In its original concept, EZAP envisioned an analysis of all wiring installed in the aircraft, in which a decision matrix would be used, such as whether the wiring is located next to combustible materials, whether it’s within two inches of primary and backup flight controls, and so forth, to determine which wires would be identified for added GVI and DVI scrutiny. Analyzing all wiring installed during original manufacture, or subsequently retrofitted into the aircraft under supplemental type certificate modifications, was deemed prohibitively expensive when combined with the recommended technician training. ATSRAC discussions have focused on initial EZAP-type inspections of cockpit wiring, electronic and equipment bay wiring, and power feeder cables.
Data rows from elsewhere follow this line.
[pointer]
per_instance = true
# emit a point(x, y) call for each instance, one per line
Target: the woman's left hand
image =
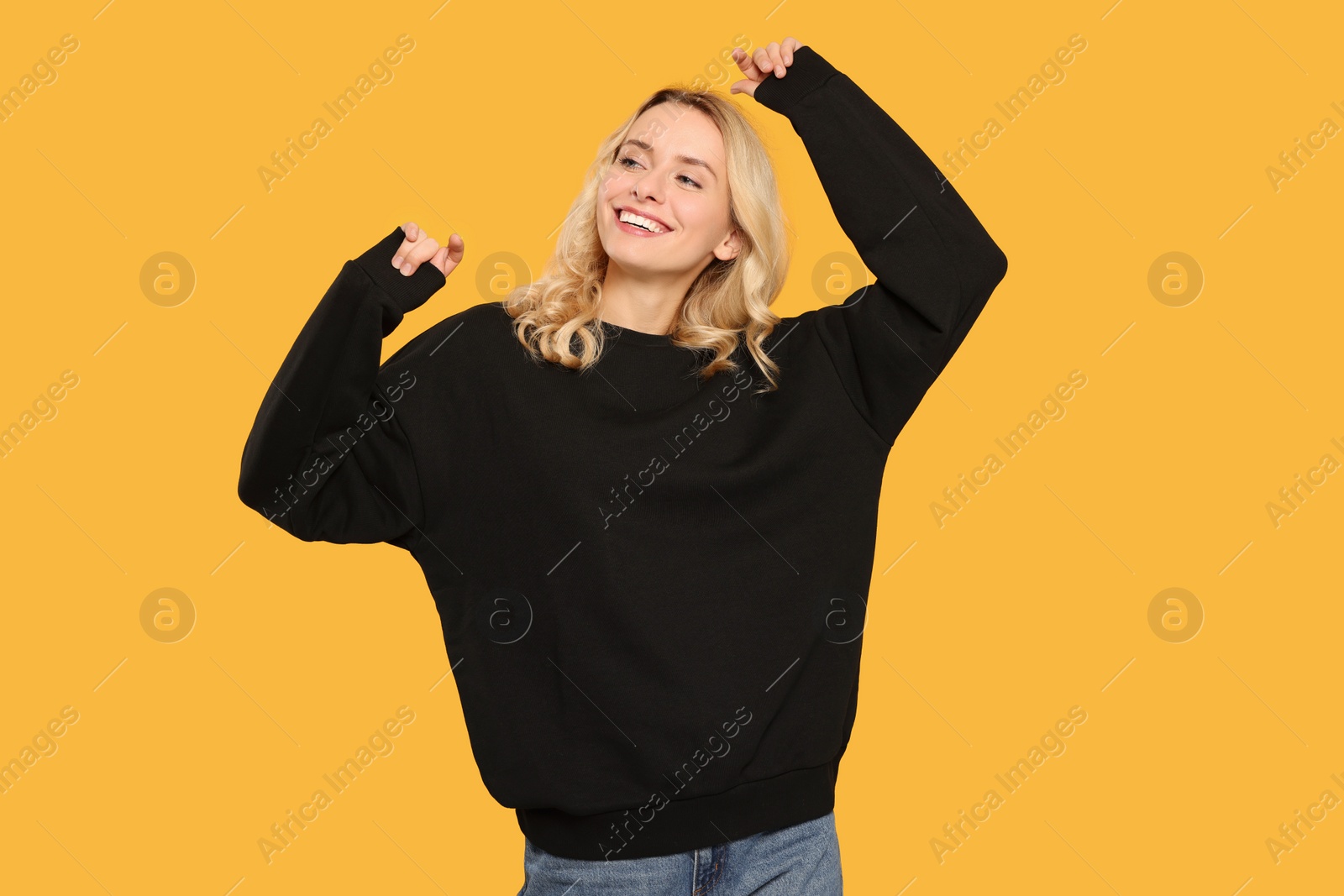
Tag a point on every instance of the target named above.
point(773, 60)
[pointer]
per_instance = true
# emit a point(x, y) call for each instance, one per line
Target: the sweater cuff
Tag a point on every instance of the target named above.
point(806, 73)
point(407, 293)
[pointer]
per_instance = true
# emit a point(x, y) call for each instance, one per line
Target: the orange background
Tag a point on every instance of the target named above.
point(983, 631)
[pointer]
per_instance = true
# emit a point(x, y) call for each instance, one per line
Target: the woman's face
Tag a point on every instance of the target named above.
point(671, 168)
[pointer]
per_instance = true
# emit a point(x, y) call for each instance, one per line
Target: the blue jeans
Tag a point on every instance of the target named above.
point(801, 860)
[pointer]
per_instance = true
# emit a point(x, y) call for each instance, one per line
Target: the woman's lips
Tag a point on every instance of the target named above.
point(632, 228)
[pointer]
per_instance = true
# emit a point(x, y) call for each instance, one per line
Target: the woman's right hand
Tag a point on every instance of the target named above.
point(420, 248)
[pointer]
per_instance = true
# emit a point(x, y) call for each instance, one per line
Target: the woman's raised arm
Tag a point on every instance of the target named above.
point(328, 458)
point(934, 264)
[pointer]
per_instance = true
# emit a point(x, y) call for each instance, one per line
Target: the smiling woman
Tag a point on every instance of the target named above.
point(648, 349)
point(679, 230)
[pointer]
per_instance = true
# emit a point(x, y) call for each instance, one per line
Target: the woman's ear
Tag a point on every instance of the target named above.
point(729, 249)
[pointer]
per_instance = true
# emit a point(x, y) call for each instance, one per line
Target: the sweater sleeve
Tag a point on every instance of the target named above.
point(934, 264)
point(328, 457)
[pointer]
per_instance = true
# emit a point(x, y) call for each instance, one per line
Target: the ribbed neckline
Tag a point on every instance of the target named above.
point(635, 338)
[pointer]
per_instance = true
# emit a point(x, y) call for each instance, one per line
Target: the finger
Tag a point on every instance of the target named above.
point(413, 233)
point(456, 248)
point(746, 63)
point(763, 62)
point(450, 255)
point(420, 253)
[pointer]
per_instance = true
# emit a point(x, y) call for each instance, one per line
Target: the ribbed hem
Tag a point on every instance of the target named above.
point(407, 293)
point(806, 73)
point(683, 825)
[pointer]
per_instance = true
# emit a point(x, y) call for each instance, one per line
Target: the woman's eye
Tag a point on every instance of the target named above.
point(627, 159)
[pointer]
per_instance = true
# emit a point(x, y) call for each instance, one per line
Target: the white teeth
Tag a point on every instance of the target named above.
point(631, 217)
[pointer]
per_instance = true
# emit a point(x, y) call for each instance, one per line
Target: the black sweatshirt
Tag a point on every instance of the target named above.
point(652, 587)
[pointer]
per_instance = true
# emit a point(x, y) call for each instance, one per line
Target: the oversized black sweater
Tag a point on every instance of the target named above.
point(652, 587)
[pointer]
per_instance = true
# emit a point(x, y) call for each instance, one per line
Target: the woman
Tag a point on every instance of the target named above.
point(645, 506)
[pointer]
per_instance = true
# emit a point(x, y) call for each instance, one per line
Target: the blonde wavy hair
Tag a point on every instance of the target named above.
point(727, 301)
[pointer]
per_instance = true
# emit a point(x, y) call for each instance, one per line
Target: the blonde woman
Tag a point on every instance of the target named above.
point(645, 506)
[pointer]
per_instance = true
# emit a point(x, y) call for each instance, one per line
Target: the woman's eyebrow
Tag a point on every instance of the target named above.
point(689, 160)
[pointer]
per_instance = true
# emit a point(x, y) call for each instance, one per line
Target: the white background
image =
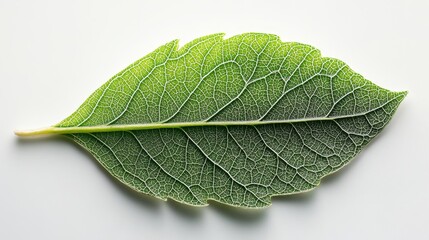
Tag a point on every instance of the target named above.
point(53, 54)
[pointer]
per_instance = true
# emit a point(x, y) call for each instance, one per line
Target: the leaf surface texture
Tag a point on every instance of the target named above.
point(235, 120)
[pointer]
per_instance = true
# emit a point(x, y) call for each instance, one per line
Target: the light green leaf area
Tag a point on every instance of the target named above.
point(235, 120)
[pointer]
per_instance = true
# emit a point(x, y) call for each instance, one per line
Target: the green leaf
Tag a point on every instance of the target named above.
point(236, 121)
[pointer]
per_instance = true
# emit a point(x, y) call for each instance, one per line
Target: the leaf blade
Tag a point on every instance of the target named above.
point(237, 120)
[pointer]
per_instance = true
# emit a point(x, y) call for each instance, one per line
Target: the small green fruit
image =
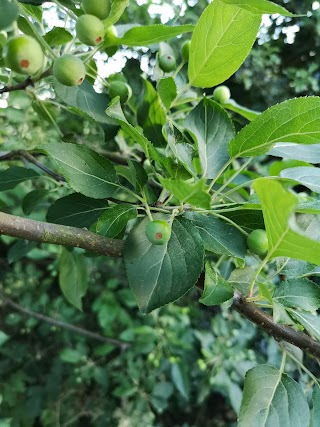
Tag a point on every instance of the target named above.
point(23, 54)
point(221, 94)
point(167, 63)
point(99, 8)
point(185, 50)
point(121, 89)
point(90, 30)
point(258, 242)
point(69, 70)
point(158, 232)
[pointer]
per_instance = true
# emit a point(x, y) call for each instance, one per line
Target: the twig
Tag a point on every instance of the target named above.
point(278, 331)
point(19, 86)
point(68, 326)
point(44, 232)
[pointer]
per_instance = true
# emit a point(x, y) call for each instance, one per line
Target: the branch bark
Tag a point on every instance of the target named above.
point(107, 340)
point(278, 331)
point(43, 232)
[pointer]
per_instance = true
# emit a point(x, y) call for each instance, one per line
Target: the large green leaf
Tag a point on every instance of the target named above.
point(285, 238)
point(86, 102)
point(115, 111)
point(159, 274)
point(295, 120)
point(289, 150)
point(151, 34)
point(218, 236)
point(86, 171)
point(112, 222)
point(272, 399)
point(9, 12)
point(298, 293)
point(212, 130)
point(194, 193)
point(260, 6)
point(221, 40)
point(76, 210)
point(305, 175)
point(73, 277)
point(216, 289)
point(13, 176)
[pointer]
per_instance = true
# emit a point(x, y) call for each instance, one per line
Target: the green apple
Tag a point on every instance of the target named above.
point(221, 94)
point(90, 30)
point(23, 54)
point(99, 8)
point(258, 242)
point(158, 232)
point(69, 70)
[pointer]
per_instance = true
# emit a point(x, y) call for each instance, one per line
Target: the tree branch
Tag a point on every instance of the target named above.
point(107, 340)
point(278, 331)
point(44, 232)
point(20, 86)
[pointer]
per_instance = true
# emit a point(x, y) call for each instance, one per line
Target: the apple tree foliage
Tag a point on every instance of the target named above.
point(166, 152)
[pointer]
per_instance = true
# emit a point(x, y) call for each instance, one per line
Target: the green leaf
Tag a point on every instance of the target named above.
point(195, 193)
point(212, 130)
point(291, 121)
point(311, 322)
point(9, 12)
point(272, 399)
point(73, 277)
point(32, 199)
point(180, 379)
point(285, 238)
point(86, 102)
point(260, 6)
point(113, 221)
point(315, 411)
point(57, 37)
point(221, 40)
point(13, 176)
point(167, 90)
point(216, 289)
point(159, 274)
point(76, 210)
point(218, 236)
point(115, 111)
point(289, 150)
point(239, 109)
point(151, 34)
point(138, 174)
point(117, 9)
point(151, 116)
point(305, 175)
point(298, 293)
point(86, 171)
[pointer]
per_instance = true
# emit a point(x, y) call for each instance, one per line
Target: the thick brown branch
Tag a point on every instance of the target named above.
point(68, 326)
point(44, 232)
point(278, 331)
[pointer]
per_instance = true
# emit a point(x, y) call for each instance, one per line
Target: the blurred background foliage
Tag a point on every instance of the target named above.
point(185, 364)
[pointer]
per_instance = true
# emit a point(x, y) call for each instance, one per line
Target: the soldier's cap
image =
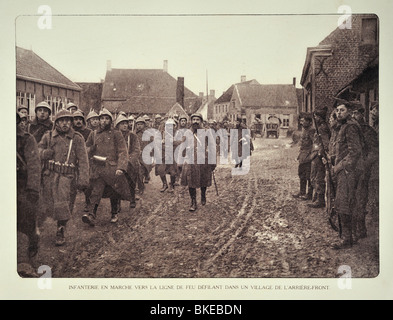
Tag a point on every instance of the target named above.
point(321, 112)
point(92, 114)
point(43, 104)
point(22, 107)
point(198, 115)
point(120, 118)
point(140, 119)
point(20, 116)
point(305, 115)
point(105, 112)
point(63, 114)
point(170, 121)
point(78, 114)
point(183, 116)
point(70, 105)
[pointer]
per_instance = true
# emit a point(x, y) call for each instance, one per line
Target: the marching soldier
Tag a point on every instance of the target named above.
point(304, 158)
point(93, 121)
point(108, 149)
point(347, 163)
point(168, 132)
point(145, 167)
point(133, 151)
point(79, 125)
point(65, 159)
point(41, 123)
point(71, 107)
point(196, 175)
point(318, 170)
point(28, 186)
point(371, 159)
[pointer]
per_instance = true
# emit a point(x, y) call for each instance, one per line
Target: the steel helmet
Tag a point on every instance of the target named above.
point(197, 115)
point(140, 119)
point(105, 112)
point(120, 118)
point(43, 104)
point(70, 105)
point(63, 114)
point(92, 114)
point(79, 114)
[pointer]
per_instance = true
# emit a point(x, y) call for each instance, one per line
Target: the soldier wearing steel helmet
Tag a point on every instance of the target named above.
point(197, 175)
point(65, 159)
point(146, 168)
point(28, 187)
point(71, 107)
point(42, 122)
point(108, 149)
point(93, 121)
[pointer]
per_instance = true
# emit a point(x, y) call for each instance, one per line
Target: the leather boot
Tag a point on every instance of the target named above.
point(164, 184)
point(192, 192)
point(89, 218)
point(319, 203)
point(302, 191)
point(346, 240)
point(203, 196)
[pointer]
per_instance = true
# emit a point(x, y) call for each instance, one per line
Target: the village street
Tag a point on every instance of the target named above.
point(254, 228)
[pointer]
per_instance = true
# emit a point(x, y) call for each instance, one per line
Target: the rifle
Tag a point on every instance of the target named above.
point(330, 203)
point(215, 184)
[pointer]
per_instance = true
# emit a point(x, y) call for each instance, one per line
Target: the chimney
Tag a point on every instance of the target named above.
point(180, 91)
point(165, 68)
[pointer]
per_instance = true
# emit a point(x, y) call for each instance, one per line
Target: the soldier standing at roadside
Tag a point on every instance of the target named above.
point(41, 123)
point(347, 163)
point(371, 162)
point(304, 158)
point(28, 185)
point(318, 170)
point(64, 153)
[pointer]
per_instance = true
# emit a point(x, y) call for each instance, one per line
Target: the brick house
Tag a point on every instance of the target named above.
point(37, 80)
point(344, 64)
point(145, 91)
point(224, 106)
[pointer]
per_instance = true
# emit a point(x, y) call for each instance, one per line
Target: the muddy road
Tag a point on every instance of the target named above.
point(253, 228)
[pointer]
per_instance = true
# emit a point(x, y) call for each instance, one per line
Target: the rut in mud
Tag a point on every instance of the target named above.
point(253, 228)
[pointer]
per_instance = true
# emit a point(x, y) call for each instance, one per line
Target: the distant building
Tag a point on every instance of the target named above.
point(145, 91)
point(345, 64)
point(37, 80)
point(90, 96)
point(224, 106)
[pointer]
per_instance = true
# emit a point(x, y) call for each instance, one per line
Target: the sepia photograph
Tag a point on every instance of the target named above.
point(176, 152)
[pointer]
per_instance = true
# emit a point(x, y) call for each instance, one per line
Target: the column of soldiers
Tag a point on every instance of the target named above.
point(335, 162)
point(97, 155)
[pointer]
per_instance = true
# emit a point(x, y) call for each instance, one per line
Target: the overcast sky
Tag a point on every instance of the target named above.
point(268, 48)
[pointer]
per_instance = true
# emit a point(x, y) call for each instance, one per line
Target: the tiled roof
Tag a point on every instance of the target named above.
point(268, 95)
point(227, 95)
point(142, 90)
point(29, 66)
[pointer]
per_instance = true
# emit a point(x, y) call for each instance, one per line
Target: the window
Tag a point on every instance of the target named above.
point(26, 99)
point(370, 30)
point(285, 120)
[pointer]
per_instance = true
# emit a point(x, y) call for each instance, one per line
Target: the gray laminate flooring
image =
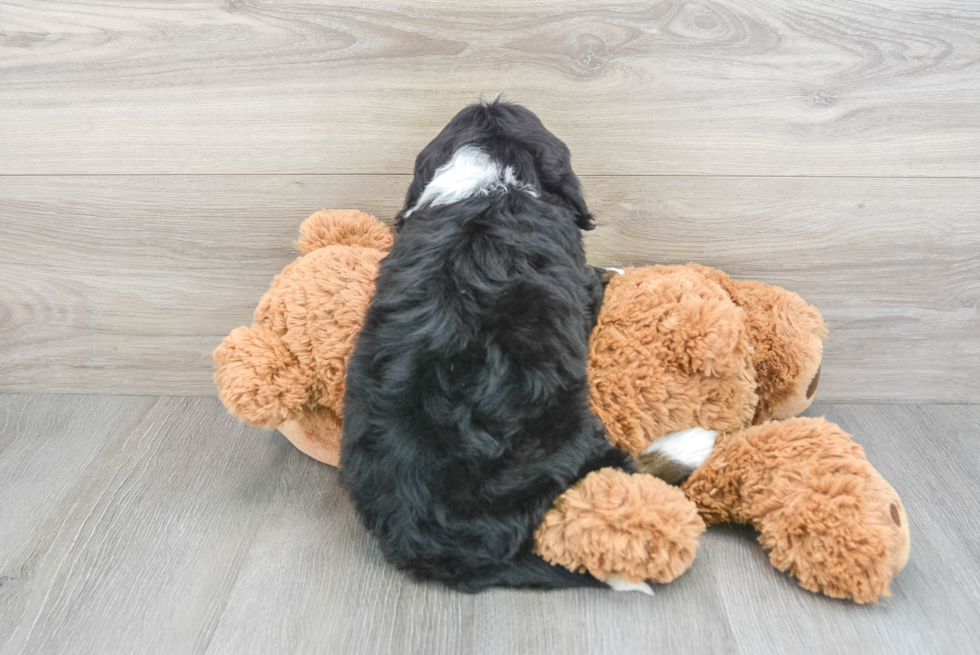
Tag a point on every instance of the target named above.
point(162, 525)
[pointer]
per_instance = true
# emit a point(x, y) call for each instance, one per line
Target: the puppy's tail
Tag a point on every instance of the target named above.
point(675, 456)
point(529, 571)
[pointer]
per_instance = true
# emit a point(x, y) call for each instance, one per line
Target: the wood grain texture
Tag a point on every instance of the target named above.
point(163, 525)
point(126, 284)
point(768, 87)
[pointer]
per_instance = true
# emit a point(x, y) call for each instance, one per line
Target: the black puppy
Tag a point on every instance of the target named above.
point(467, 411)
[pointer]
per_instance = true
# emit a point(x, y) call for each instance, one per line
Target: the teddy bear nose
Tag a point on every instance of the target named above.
point(812, 389)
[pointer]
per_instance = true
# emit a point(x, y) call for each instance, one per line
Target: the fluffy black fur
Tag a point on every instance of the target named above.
point(466, 411)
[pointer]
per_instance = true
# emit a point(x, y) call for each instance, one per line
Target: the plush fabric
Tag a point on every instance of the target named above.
point(616, 523)
point(825, 514)
point(290, 365)
point(674, 347)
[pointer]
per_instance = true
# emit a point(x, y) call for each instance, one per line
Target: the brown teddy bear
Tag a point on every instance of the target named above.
point(681, 347)
point(287, 372)
point(680, 355)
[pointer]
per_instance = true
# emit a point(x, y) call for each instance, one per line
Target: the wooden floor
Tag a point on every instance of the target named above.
point(160, 524)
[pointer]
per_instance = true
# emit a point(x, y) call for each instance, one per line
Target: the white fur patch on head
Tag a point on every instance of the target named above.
point(617, 583)
point(469, 172)
point(688, 447)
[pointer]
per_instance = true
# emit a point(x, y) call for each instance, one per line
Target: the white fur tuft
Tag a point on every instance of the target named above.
point(689, 447)
point(617, 583)
point(469, 172)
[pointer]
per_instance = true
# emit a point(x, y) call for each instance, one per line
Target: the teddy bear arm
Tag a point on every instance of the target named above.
point(342, 227)
point(614, 524)
point(258, 377)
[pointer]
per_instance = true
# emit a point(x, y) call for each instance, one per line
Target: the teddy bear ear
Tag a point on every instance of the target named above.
point(259, 379)
point(342, 227)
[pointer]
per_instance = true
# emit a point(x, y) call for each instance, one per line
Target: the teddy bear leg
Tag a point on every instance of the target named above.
point(824, 513)
point(623, 528)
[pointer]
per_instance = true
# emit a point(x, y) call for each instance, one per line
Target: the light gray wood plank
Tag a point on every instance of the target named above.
point(125, 284)
point(250, 86)
point(315, 582)
point(139, 547)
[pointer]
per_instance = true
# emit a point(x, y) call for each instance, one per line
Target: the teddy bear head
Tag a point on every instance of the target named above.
point(682, 346)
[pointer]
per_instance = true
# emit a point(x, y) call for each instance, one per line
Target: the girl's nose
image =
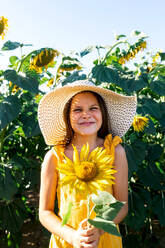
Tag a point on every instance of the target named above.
point(86, 114)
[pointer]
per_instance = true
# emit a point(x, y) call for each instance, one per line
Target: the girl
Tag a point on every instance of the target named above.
point(70, 116)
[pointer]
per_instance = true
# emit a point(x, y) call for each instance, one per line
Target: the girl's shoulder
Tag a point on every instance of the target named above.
point(111, 142)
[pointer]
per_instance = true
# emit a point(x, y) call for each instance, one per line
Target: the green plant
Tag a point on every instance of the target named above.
point(22, 147)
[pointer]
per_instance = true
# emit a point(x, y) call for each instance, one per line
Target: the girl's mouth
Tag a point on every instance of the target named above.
point(86, 123)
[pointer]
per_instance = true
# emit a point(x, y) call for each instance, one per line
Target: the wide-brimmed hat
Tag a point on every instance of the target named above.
point(121, 110)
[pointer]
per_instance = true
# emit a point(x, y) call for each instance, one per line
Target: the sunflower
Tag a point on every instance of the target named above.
point(50, 82)
point(139, 123)
point(3, 26)
point(87, 172)
point(44, 58)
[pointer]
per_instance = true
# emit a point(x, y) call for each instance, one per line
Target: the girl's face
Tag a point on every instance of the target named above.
point(85, 114)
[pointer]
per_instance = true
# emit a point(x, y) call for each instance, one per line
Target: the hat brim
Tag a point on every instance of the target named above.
point(121, 110)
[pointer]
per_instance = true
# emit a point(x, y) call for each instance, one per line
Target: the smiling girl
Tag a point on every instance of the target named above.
point(69, 117)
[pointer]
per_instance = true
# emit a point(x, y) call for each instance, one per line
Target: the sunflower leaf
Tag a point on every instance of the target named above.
point(107, 226)
point(103, 198)
point(67, 215)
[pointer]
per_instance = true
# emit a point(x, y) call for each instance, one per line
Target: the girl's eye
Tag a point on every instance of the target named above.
point(94, 108)
point(77, 110)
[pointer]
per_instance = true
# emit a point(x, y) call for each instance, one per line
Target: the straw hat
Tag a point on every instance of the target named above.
point(121, 110)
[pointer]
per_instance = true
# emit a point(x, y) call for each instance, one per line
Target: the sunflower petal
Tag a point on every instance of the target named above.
point(86, 151)
point(75, 155)
point(82, 152)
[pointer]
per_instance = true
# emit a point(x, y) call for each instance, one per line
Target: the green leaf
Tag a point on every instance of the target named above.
point(73, 77)
point(30, 123)
point(162, 55)
point(26, 83)
point(13, 215)
point(7, 184)
point(87, 50)
point(137, 212)
point(154, 152)
point(112, 75)
point(103, 198)
point(113, 211)
point(118, 37)
point(9, 45)
point(13, 59)
point(9, 110)
point(135, 154)
point(151, 177)
point(159, 209)
point(158, 87)
point(150, 129)
point(67, 215)
point(149, 106)
point(107, 226)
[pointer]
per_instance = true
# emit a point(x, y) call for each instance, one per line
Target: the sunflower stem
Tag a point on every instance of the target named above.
point(88, 206)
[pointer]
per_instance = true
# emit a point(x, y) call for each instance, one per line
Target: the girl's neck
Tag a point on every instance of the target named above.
point(93, 141)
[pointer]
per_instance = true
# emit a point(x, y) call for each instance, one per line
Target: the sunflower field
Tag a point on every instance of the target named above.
point(126, 67)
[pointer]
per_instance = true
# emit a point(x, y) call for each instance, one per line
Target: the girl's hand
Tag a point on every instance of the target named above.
point(86, 236)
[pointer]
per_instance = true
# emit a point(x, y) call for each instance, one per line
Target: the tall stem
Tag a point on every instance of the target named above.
point(88, 206)
point(116, 44)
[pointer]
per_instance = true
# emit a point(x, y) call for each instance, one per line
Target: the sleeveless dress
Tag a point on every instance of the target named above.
point(79, 203)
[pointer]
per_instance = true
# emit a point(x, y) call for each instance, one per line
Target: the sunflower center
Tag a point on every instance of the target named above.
point(86, 171)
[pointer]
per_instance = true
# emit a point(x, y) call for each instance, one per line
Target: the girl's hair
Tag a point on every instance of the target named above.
point(105, 127)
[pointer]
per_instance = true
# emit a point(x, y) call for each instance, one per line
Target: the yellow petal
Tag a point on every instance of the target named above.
point(93, 154)
point(82, 152)
point(75, 155)
point(86, 152)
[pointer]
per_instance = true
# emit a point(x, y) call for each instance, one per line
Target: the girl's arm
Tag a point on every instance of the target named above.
point(47, 217)
point(120, 187)
point(47, 199)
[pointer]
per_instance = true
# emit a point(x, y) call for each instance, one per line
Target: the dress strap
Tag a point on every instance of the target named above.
point(58, 152)
point(110, 144)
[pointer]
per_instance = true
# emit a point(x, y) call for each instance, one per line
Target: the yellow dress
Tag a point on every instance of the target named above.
point(79, 204)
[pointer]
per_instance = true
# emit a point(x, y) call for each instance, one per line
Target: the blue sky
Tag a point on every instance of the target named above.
point(73, 25)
Even with the reduced scope, any regulatory activity for improved maintenance technician training and for conducting EZAP inspections must be justified on cost-benefit grounds.
"We want to implement the full suite of ATSRAC recommendations, but it it’s not cost-beneficial, we can’t do it," said ATSRAC executive director Charles Huber. Huber, who also is an FAA official, said any proposed FAA rulemaking involving costs that exceed benefits "is DOA [dead on arrival] at OMB [Office of Management and Budget]."
Producing a credible cost benefit for wiring is particularly challenging, because there is no uniqued code for recording wiring-specific failures in the service difficulty reporting system and in other maintenance-related databases. Therefore, quantifying the cost of an unscheduled landing–and showing the benefit of avoided unscheduled landings–is a Catch 22. The number of flight diversions or turnbacks cannot be directly attributed to wiring because there is no code for reporting wiring problems.
Moreover, the benefits of any safety initiative typically are related to an accident, and the FAA does not presently have an accident to cite as justification for improved training and inspections related to wiring. The 1996 explosion of TWA Flight 800, a Boeing 747, was used to justify the change-out of metalized Mylar thermal acoustic insulation blanketing in the fleet of Douglas-built aircraft. While faulty wiring was involved in both cases, and accidents frequently can involve a multiplicity of contributing factors, an accident can only be used once for rulemaking purposes, FAA officials said. EZAP inspections could cost $100 million to $250 million or more. Wiring faults were seminal to the TWA and Swissair disasters. With a combined death toll of 459 passengers and crew, with the statistical value of a life of $3 million, those lives saved (or deaths avoided) would provide more than $1.3 billion in benefit.
Lacking an "unused" accident and the challenge of producing a credible cost benefit, ATSRAC members are looking at how existing rules can be capitalized upon to make progress.
"If we’re making use of an existing rule, we don’t have to cost it out," Sobeck said. For example, Part 121 of the FAA regulations, which applies to scheduled carriers, requires them to conduct maintenance training not only for their own personnel fur also for maintainers at repair stations to whome maiantenance may be "outsourced." these repair stations are covered by Part 145 of the regulations.